Evan J. Worden, PhD, with his sponsor Cynthia Wolberger, PhD, at Johns Hopkins University, Baltimore, examines how the decision to “turn on” or “turn off” genes is determined by a highly coordinated series of events that rely on the chemical modification of histone proteins. Misregulation of histone modification can cause a variety of human cancers. Dr. Worden is using structural biology and biophysical approaches to understand how the precise patterning of histone modifications – the “histone code” – is established. He plans to study the regulatory mechanisms that control histone methylation, which is important for the formation of leukemias.

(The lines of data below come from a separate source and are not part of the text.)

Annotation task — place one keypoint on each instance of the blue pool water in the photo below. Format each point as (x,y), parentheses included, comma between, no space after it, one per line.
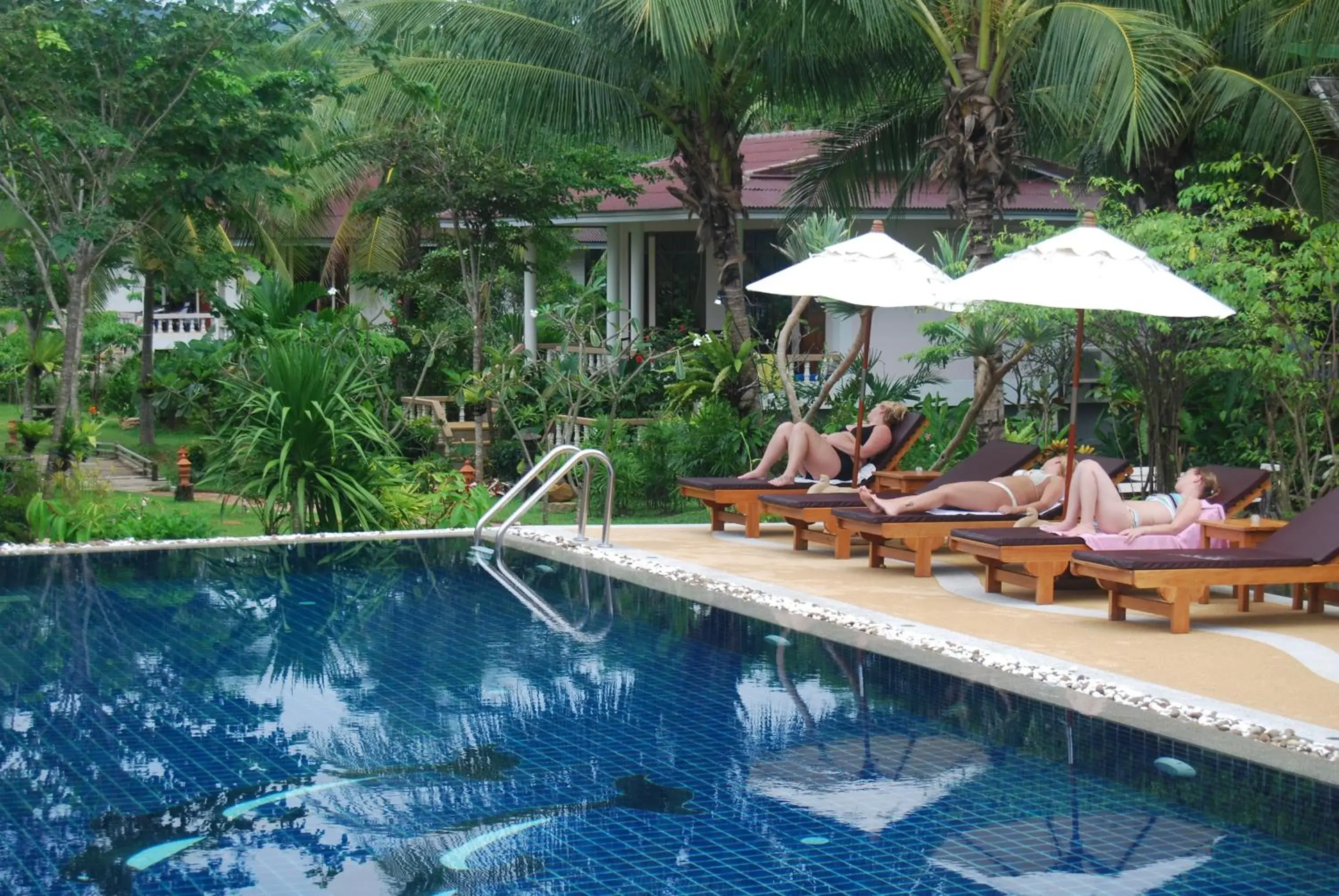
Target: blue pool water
(385,718)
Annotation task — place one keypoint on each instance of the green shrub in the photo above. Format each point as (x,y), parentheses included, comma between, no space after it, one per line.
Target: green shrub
(121,391)
(14,520)
(158,524)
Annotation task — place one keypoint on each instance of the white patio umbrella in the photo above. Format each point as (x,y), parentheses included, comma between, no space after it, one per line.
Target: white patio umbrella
(1088,270)
(868,784)
(1110,854)
(872,271)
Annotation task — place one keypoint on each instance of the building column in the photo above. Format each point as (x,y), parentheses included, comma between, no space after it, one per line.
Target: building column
(532,299)
(651,280)
(715,315)
(614,279)
(638,279)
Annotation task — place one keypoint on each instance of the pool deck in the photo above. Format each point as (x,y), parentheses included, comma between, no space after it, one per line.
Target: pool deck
(1279,665)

Xin Zhou, PhD [Merck Fellow] with her sponsor James A. Wells, PhD, at the University of California, San Francisco, is using a creative protein engineering approach to break the “size barrier” of protein studies. Precise understanding of cancer protein structures can greatly facilitate the understanding of the molecular mechanisms of cancer biology and guide the design of new drugs. Recently, electron cryomicroscopy (cryo-EM) rapidly emerged as a powerful tool to deliver high-resolution protein structures. However, it remains extremely difficult to be used for proteins under a certain size (100 kDa), because most small proteins lack intrinsic structural features required for accurate structure determination. A vast number of proteins, including numerous cancer-related proteins, are smaller than 100 kDa. The successful completion of her project will result in experimental tools that are useful for the entire scientific community and will help cancer biologists to study the structures of any proteins of interest.